Blood monocyte characterization as a novel surrogate marker for atherosclerosis in at-risk asymptomatic patients

Gabriella Passacquale, Albert Ferro. King's College London, London, UK

Introduction: Predictive models of cardiovascular (CV) risk incorporating classical risk factors (e.g. the Framingham equation/JBS-2 risk charts) have greatly improved the management of atherosclerosis-related CV disease by allowing estimation of long-term CV risk and hence the nature and intensity of preventative strategies adopted in a given patient. Nevertheless, large population-based studies have shown their limitation in predicting future CV events in individuals; this is due to their poor relationship with atherosclerosis burden on an individual as compared to a population basis.

Aims: We evaluated whether assessment of circulating monocyte phenotype (previously reported to be a independent predictor for future CV events in subjects with established coronary disease) improves the accuracy of CV risk stratification in healthy patients with underlying CV risk factors, through increased accuracy in detection of silent atherosclerosis.

Methods: Patients recruited from the Hypertension and Diabetic Clinics at Guy’s and St Thomas’ Hospitals, London, UK, were assigned a CV risk score based on the Framingham equation and JBS-2 risk charts. Monocyte characterization was by whole blood immunofluorescence. Atherosclerosis was evaluated by carotid ultrasonography. One-way ANOVA with Dunn’s correction was used for between-group comparisons; multivariate linear regression analysis was used to examine correlation between carotid intima-media thickness (IMT) and all study variables, including clinical parameters (age, blood pressure, lipid profile, high sensitivity C-reactive protein (hs-CRP), glycated haemoglobin, body mass index, estimated glomerular filtration rate (eGFR)) and level of monocytic sub-populations (“classical” CD14highCD16-, “non-classical” CD14highCD16+; and CD14lowCD16- cells).
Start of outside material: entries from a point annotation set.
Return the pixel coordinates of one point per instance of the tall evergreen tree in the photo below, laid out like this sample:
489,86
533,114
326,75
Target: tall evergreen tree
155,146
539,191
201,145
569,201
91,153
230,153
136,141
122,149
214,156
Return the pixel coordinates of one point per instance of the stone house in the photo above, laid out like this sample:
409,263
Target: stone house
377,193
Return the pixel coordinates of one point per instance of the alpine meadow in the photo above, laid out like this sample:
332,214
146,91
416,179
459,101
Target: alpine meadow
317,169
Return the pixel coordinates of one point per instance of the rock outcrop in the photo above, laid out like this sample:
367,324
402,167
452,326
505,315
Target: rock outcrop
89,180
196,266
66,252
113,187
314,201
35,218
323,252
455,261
Results: 45 patients were studied, of whom 32 underwent carotid ultrasonography. In accordance with CV risk estimation by Framingham equation they were classified into low-risk (LR, <10% over 10 years, n=22), moderate-risk (MR, 10-20% over 10 years, n=15) and high-risk (HR, >20% over 10 years, n=8) groups. Total monocyte levels and monocyte phenotype were no different between these groups, and the same was true if the patients were stratified using the JBS-2 risk charts. When data were analysed by carotid ultrasonography findings, patients with silent disease (n=10 comprising 2 patients classified at LR, 5 at MR and 3 at HR on the JBS-2 charts) displayed increased number of CD14highCD16+ cells (7.53% [3.55%-20.12%]) compared with disease-free patients (n=22; 3.95% [2.29%-7.5%]; p= 0.008). IMT strongly correlated with CD14highCD16+ monocyte count (r2= 0.6310; p<0.0001); a linear relationship was also found with age (r2= 0.3384; p<0.005) and eGFR (r2= 0.2385; p=0.03), whilst no statistical correlation was found between IMT and either CV risk scores (r2= 0.1908; p=0.06) or hs-CRP (r2= 0.0003; p=0.9458). Among classical CV risk factors, CD14highCD16+ were directly related to age (r2= 0.1132; p=0.03) and inversely related to diastolic blood pressure (r2= 0.1627; p=0.01).

Conclusions: Standard CV risk calculators have little ability to predict presence of silent atherosclerosis at an individual level. Circulating CD14highCD16+ monocytes, which are increased in patients with silent carotid disease, may provide a useful adjunct for CV risk stratification.